Q15 – T15 –  y=x ( d=a ) – – Cet exemple nous a été signalé par mr J.Cl. Milner.(JR)

Ma douce enfant ma gosseline, — 1911 (1)

Arthur Cravan Premiers poèmes (1908-1911)

Solo de soir

Ma douce enfant ma gosseline,
Le golfe dort adamantin
Seul quelque obstiné galantin
Pince un lento de mandoline.

Dans la brise frôlant câline
Comme une manche de satin,
Goûtons ce soir napolitain,
Suave ainsi qu’une prâline

Qui fond au cœur exquisément.
Un oiseau dans l’enchantement
Rossignole avec véhémence.

Nous écouterons si tu veux
Sa sentimentale romance
Car il lune dans tes cheveux.

Q15 – T14 -banv –  octo

Les bruits nous l’ont décrit d’une façon exacte. — 1910 (10)

Edmond Rostand Didascalie de Chantecler

Les bruits nous l’ont décrit d’une façon exacte.
Portail croulant. Mur bas fleuri d’ombelles. Foin.
Fumier. Meule de paille.

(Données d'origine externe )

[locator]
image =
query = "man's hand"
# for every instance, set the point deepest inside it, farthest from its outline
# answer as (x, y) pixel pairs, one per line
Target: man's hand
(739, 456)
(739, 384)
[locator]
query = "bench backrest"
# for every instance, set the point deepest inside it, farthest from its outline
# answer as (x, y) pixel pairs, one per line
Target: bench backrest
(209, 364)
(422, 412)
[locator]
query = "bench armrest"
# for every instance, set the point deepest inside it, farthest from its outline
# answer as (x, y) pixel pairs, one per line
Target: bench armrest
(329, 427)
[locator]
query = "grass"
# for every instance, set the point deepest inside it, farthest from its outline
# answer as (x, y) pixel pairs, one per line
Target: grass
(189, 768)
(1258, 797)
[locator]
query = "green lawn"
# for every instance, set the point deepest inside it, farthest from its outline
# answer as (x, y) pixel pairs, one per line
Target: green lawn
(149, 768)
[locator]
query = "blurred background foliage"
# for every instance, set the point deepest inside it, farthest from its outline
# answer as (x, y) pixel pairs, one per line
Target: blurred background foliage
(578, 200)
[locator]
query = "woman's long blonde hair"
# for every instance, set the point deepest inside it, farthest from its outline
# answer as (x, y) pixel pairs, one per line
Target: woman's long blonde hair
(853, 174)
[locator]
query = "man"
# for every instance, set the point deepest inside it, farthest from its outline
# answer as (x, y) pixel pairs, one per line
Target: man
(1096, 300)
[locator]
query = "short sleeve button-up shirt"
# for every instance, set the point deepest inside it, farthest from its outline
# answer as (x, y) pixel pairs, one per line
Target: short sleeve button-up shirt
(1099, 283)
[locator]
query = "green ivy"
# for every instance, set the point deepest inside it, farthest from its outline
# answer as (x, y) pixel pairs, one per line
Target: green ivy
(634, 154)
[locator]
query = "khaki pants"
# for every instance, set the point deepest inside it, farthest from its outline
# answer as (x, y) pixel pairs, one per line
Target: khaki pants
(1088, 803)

Et la campagne au loin.
Les détails vont se préciser au cours de l’acte.

Sur la maison, glycine en mauve cataracte.
La niche du vieux chien de garde, dans un coin.
Epars, tous les outils dont la terre a besoin.
Des poules vont, levant un pied qui se contracte.

Un merle dans sa cage. Une charrette. Un puits.
Canards. Soleil. Parfois une aile bat, et puis
Une plume, un instant, vole, toute petite.

Des poussins, pour un ver, se disputent entre eux.
Le dindon porte au bec sa rouge stalactite.
– Silence chaud, rempli de gloussements heureux.